Earlier this morning, our beloved cat Dizzy passed away. He was the first pet Susanne and I adopted together.
Dizzy had been with us for nearly 13 years. We don’t know exactly how old he was, but he was probably close to 14. Dizzy was a wonderful companion and a dear member of our family. Before Susanne and I had kids of our own, Dizzy and our other cat Winston were like children to us. Our lives revolved around the two of them, and we were forever grateful to have them in our lives.
Winnie passed away almost five years ago. Dizzy remained in excellent health, and in his final years got to know our two children, as well as our dogs Brady and Penny. We also adopted another cat, Cubby, who was Dizzy’s companion until the end.
For a cat his age, Dizzy was in excellent health. Then in mid-October we noticed he was starting to lose weight. We brought him to the vet, and after a number of tests they concluded that he had large-cell feline lymphoma, which is invariably fatal. Without treatment, he would die in a month or two. Even with the most aggressive chemotherapy, he probably would only last a few more months past that.
Rather than putting Dizzy through week after week of vet visits, IVs and sedations, we decided to bring him home and keep him as comfortable as possible. Dizzy’s weight loss leveled off after we switched to another cat food. While he spent much of his time sleeping and was not very active, he was as loving as always, wanting to be in whatever room we were in, patiently waiting for the occasional cat treat. He also became cuddlier than he’d ever been, spending many a night curled up on our chests, or sleeping between our pillows at night. He continued to do that through the very end.
This morning, we found Dizzy, apparently sleeping under one of our chairs. Susanne picked him up and brought him to a bowl of water, but he collapsed like a rag doll, unable to stand up or lift his head. We cradled him as we gathered up the kids and got them dressed. As the first snow of the season came down, we brought him to our local animal hospital. It was over quickly; he died in my arms, staring into Susanne’s eyes.
We’re absolutely heartbroken at our loss, but we know we were blessed to have Dizzy in our lives. We were blessed the day we discovered him at the DC Humane Society, where he had been living for weeks, unable to find a family. We were blessed to have him become best friends with Winnie, who we also brought home from the animal shelter. We were blessed to have him by our side, our constant companion as we went through fertility treatments for several years – and waiting at home for us when we brought our daughter home from the hospital. We were blessed that he was healthy and happy, and lived long enough to get to know our daughter, and later our son. And we were blessed that when the end came, it was fast and relatively painless.

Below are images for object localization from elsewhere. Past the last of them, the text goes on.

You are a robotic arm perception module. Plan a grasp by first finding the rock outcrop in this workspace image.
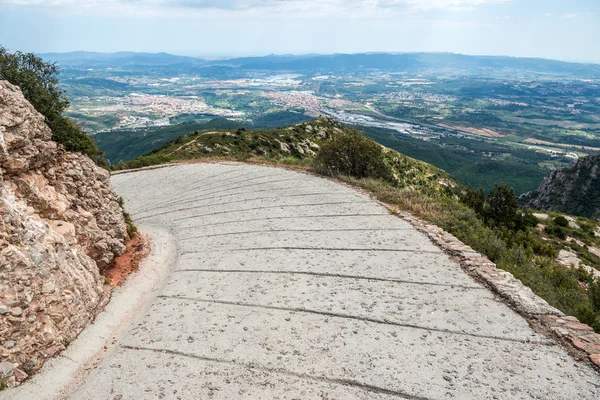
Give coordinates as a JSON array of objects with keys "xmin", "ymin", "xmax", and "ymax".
[
  {"xmin": 519, "ymin": 155, "xmax": 600, "ymax": 221},
  {"xmin": 0, "ymin": 81, "xmax": 127, "ymax": 385}
]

If you would like to join us in honoring Dizzy, please consider making a donation to a no-kill animal shelter near you. The No Kill Network is a good resource to find a local shelter that accepts donations. You can also use that directory if you wish to adopt a pet of your own – though if you truly want to make a difference, you should consider adopting from a shelter where you can save a life directly, either because it’s not a no-kill shelter, or because they rescue pets from high-kill shelters that euthanize pets. If you decide to help out in some way, please let us know in the comments, or feel free to tweet about it using the hashtag #Give4Dizzy.
Farewell and rest in peace, sweet Dizzy – you changed our lives for the better in more ways you could ever know.